Windsor Star

TSX rejig: Farewell Encana, hello Brookfield Property

- DIVYA BALJI and KEVIN ORLAND

TORONTO/CALGARY The time has come for Canadian index investors to say goodbye to Encana Corp., a stalwart of the nation’s energy sector with roots going back to the late 1800s.

On Friday, shares of the oil and gas company will be removed from the S&P/TSX Composite and S&P/TSX 60 indexes after it won investor approval to relocate to the U.S. and rebrand under the name Ovintiv. While Encana will leave a hole on the key stock gauge, Brookfield Property Partners LP will replace it on the large-cap index, according to a statement from S&P Dow Jones Indices.

“This could possibly be the largest index event for the Canadian market,” Bryan Chuah, an analyst at Canadian Imperial Bank of Commerce, said in a report. About 195 million Encana shares will need to be sold by Canadian indexers — valued at about $1.1. billion, he said, as its new U.S. domicile makes it ineligible for inclusion in Canada. Encana has about 1.3 billion shares outstandin­g, according to data compiled by Bloomberg.

Encana shares have been in a downward spiral for more than a decade. In 2009, the company spun out its oilsands assets into Cenovus Energy Inc. in a bid to unlock shareholde­r value and focus on natural gas. That didn’t work so well, as a glut of North American gas production has weighed on prices ever since.

Chief executive Doug Suttles, who took the reins in 2013, shifted the company away from gas production and into shale oil, especially in Texas’s Permian Basin. Its market value has tumbled about $63 billion to $6.7 billion since its 2008 peak.

In comes the real estate arm of Brookfield Asset Management Inc. Units of Brookfield Property, a global real estate company, have rallied almost 10 per cent this year to market value of $25.8 billion.
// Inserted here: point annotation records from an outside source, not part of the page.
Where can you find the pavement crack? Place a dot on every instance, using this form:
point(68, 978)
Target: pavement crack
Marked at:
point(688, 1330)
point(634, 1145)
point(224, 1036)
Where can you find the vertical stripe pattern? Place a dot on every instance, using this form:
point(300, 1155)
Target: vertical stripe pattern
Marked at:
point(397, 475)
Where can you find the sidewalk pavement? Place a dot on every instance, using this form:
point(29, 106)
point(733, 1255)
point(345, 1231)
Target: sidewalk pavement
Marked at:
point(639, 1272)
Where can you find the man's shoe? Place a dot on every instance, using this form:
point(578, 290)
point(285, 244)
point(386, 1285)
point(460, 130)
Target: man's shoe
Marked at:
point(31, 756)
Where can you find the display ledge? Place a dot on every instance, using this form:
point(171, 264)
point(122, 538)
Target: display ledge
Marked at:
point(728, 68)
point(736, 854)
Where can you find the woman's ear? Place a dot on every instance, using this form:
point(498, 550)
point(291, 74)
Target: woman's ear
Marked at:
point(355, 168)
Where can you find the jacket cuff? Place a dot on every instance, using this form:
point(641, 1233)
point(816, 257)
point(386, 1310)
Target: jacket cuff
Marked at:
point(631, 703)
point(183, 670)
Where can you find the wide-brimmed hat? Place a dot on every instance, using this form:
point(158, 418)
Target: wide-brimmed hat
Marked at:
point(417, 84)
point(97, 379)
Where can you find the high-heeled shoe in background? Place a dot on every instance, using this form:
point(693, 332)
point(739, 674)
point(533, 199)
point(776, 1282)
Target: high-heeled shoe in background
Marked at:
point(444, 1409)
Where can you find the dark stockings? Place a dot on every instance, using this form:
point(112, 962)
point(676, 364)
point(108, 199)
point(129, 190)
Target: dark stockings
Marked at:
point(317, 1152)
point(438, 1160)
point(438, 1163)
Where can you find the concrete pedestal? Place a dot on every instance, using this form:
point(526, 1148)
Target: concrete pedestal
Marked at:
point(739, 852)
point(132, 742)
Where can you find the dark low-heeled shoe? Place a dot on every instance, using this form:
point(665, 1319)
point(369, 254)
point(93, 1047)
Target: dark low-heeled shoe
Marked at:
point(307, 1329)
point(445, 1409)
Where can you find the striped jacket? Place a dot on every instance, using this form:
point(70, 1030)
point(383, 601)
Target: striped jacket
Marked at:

Prior to this addition, the S&P/TSX 60 had zero representa­tion in the real estate sector.

Encana announced last year that it will move its head office from Calgary to Denver to allow access to larger pools of investment capital, including U.S. index funds and passively managed accounts.

It may be added to the S&P Midcap 400 Index in the U.S., generating demand for 90 million or more of the company’s shares, Randy Ollenberge­r, an analyst at Bank of Montreal, said in a note last week.